RESCHEDULED: "Series Intersecciones/Interseções/Intersections: Ciudad Juárez ¡Viva!—Feminicidio, Narcoviolencia, and Struggles Against Impunity""

Tue, October 15, 2013 • 12:00 PM • Hackett Room, SRH 1.313

This event has been rescheduled for Tuesday, October 15th and will now take place in the Hackett Room, SRH 1.313.

The fight against impunity continues along Mexico’s border, especially in the industrial hub of Ciudad Juarez. In the 1990s, feminists brought this fight to international attention as they launched a transnational justice movement against feminicidio, the killing of women with impunity. In this presentation, Melissa Wright, Penn State University, creates a feminist and Marxist frame to show that there is much to be learned from the fight against feminicidio for the ongoing struggles in a border city that is now also infamous for juvenicidio, the killing of youth with impunity, and that is occurring in relation to the Mexican government’s declaration of war against organized crime. By situating these justice struggles within a context of North American securitization and neoliberal gentrification along the Mexico-US border, she argues that the feminist fight against impunity exposes the synergy of symbolic and material processes within the drug war. Dr Wright will argue that this synergy seeks to generate value through the extermination of whole populations, especially of working poor women and their families, in this border city today.

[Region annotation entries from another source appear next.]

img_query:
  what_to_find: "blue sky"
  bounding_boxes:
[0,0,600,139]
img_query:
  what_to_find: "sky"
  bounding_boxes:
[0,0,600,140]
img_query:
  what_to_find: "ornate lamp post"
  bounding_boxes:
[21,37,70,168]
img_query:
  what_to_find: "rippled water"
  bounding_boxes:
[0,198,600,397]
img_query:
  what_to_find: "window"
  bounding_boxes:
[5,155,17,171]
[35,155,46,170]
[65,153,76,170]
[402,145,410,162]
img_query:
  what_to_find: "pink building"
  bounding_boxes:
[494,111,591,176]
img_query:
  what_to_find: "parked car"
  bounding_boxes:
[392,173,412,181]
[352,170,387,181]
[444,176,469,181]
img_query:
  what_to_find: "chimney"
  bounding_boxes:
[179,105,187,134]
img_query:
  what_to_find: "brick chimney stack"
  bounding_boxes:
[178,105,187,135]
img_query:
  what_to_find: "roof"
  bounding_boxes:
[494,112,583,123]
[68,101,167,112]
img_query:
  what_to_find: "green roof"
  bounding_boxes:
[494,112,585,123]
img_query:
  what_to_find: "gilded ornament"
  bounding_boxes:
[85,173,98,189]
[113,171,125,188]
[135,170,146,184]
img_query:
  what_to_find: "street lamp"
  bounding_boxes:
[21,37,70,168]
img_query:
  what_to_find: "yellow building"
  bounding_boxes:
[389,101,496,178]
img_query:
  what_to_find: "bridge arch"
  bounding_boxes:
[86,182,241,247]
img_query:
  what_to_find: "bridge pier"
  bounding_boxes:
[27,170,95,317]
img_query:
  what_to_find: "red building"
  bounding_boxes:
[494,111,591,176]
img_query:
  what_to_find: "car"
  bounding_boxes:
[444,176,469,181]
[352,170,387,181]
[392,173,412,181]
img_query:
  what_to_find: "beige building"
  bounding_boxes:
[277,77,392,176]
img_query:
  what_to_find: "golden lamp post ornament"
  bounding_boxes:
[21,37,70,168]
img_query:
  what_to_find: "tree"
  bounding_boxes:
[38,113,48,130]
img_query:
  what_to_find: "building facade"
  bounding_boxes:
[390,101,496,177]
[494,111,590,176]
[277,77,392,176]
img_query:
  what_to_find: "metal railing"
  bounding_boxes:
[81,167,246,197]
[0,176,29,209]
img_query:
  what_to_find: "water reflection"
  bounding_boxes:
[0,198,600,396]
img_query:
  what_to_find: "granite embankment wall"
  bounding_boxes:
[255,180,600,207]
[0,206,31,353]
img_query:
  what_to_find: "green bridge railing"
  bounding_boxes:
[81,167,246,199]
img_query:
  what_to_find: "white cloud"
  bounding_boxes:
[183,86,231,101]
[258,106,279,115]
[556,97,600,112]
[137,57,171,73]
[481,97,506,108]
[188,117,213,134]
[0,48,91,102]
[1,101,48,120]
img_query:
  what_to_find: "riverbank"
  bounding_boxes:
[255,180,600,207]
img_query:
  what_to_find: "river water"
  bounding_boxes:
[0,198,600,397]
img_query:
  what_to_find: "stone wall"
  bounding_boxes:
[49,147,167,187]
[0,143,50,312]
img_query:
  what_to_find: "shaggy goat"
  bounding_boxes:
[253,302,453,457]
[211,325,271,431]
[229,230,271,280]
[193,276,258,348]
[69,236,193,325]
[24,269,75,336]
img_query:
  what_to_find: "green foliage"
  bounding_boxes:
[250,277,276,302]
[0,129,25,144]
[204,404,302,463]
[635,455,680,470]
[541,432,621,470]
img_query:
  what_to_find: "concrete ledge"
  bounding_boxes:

Melissa W. Wright studies the dynamics linking political, cultural and economic processes. Her research is based primarily in Mexico and along the Mexico-U.S. border. She has also conducted fieldwork in southern China and in Hong Kong. Her research has focused on the emergence of an international social movement that protests violence against women along the Mexico-U.S. border. Another project has examined the meaning of citizenship in a transnational context. Her current project focuses on how violence in northern Mexico along with the federal militarization of urban space has affected public life along both sides of the Mexico-US border.